I finally plopped back into the vehicle at 10:05 pm, just short of a 16-hour round trip. I now had a full week to do some of that beach sitting and cocktail drinking that Shelley had spoken of.

A Few Stats

Date: November 1, 2009
Start Time: 6:10 am
Finish Time: 10:05 pm

Ascent Time: 8:34
Summit Time: 0:21
Descent Time: 7:00
Total Time: 15:55

Trailhead Elevation: 0 ft.
Summit Elevation: 10,023 ft.
Round Trip Distance: ±38 miles
Elevation Gain: 10,023 ft.

Post-Summit CelebrationCelebration Luau


Post a Comment
Viewing: 1-6 of 6
Matthew Van Horn

Matthew Van Horn - Nov 9, 2009 7:35 pm - Voted 10/10

A good band name

would be "The Angry Locals"-
Dam dude, that sounds like a fun 38 miles. I'm going to save up so I can go do that hike. I like how you keep it pure going from sea to summit to sea.

Joseph Bullough

Joseph Bullough - Nov 10, 2009 3:45 pm - Hasn't voted

Re: A good band name

Thanks for the great vote Matt. I'll save my map and notes for you so you'll have something to go by when you get around to this one.


Moogie737 - Nov 12, 2009 5:29 pm - Voted 10/10

Just another day at the office, right?

Joe, nice going. In some ways I wish I had not read this report, because it makes me even sadder than I was before, to think that I had the chance and didn't go with you. Great adventure for you and another awe-inspiring trip for others to emulate.

BrysonCJ - Dec 8, 2010 10:46 am - Voted 10/10


Thanks for the report, Joe. I'm headed to Maui in January and am seriously considering this ascent. I'd like to save the descent for the next day, though. How would you recommend acquiring the required 3-day permit and whatnot to camp at the top? Seems like I'd have to get the permit the day before, use that first day for a small dayhike on the western side, and then complete the real ascent and descent from the eastern side over the remaining two days. Thanks again for sharing!

Dmitry Pruss

Dmitry Pruss - May 31, 2011 4:42 pm - Voted 10/10

Thanx for the inspiration Joe

finally done it myself too. A variation actually. Swam @ Polo Beach at midnight & ascended the East Ridge in the cool of the night, glimpsed the peaks of Big Island over the sea of clouds at sunrise, jogged along the Skyline to the top, and then descended through the famous redwood forest (no sea coast in that direction and so "only" 7300 ft down, but the misty woods are 100% worth it). 8 hrs up and 4 down, 42 miles per my GPS.

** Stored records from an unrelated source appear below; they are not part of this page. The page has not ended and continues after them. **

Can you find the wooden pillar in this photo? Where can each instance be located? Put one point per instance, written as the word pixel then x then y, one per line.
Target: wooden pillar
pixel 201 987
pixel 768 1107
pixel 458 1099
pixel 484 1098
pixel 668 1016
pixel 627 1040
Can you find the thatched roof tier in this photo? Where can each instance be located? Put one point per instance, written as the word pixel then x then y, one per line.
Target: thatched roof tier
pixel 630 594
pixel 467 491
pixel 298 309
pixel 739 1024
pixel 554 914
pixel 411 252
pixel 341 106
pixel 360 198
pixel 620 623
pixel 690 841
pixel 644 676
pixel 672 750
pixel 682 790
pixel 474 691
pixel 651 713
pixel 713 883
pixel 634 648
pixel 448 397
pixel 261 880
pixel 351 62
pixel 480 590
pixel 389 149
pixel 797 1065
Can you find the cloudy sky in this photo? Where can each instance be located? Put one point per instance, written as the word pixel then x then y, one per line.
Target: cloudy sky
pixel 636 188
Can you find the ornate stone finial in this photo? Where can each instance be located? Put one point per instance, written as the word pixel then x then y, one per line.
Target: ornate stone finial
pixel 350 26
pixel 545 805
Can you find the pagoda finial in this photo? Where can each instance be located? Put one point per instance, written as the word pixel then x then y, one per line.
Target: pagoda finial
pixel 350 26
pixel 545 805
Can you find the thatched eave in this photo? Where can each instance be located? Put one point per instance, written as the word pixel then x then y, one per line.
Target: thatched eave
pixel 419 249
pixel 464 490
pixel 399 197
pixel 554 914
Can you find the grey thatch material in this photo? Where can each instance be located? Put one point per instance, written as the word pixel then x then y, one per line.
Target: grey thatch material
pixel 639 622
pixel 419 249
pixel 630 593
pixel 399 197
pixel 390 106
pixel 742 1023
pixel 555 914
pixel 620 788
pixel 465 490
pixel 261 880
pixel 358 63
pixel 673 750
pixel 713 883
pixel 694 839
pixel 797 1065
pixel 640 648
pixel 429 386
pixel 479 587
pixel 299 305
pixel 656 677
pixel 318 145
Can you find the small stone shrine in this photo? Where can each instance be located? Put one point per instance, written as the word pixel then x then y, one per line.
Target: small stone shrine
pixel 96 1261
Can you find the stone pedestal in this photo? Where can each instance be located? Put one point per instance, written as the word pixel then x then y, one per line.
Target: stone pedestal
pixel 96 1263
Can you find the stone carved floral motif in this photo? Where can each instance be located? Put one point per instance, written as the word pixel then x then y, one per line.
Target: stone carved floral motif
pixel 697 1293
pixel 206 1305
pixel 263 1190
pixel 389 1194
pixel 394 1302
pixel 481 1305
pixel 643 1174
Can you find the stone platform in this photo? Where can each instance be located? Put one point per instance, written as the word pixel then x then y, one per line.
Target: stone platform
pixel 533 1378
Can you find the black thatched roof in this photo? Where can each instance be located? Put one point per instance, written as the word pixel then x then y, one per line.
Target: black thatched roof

cakewalk - Feb 25, 2015 1:02 am - Hasn't voted

Kaupo Gap Trail

There are probably not many people hiking this trail and it shows when you're there. In certain places the trail is not well marked nor maintained. However I still do recommend this sea to summit hike because however difficult it may be, it's awesome to do things like this and the park is beautiful. National Geographic has a Trails Illustrated topo map of the park that you can buy for $12 at the park headquarters when you register at Kipahulu. We lost the trail shortly after the start, approximately .5 mile from the trailhead. It cost us a lot of time and anguish as we had limited time to get to Paliku campsites before dark. It looks and sounds like others have made our same detour and why wouldn't people when the trial marker posts point you in the wrong direction! Here is how to avoid the detour we made (getting lost) on 2/18/15: When you get to a switchgrass area after approximately 1/4-1/2 mile there will be a marker post on the left side of the trail telling you to go straight up a hill. Don't do that: TAKE A RIGHT INTO THE SWITCHGRASS for a short bit and keep looking to your left and take a left up into a treed area to continue on the trail. I had limited resources so I did what I could to mark the trail. I put two substantial pencil arrows pointing to the right on the marker post. I also put lava rocks and limbs across the wrong paths in two places and I built three cairns to hopefully guide someone the correct way. I did beat down a trail, beat back some of the switchgrass and I broke some branches that were impeding the trail. This won't last long, as everything is growing out of control and there are cattle, pigs, wild dogs, horses and deer making all sorts of other trials. A small amount of routine maintenance would make a huge difference here but yea right, that's gonna happen! Have a nice hike!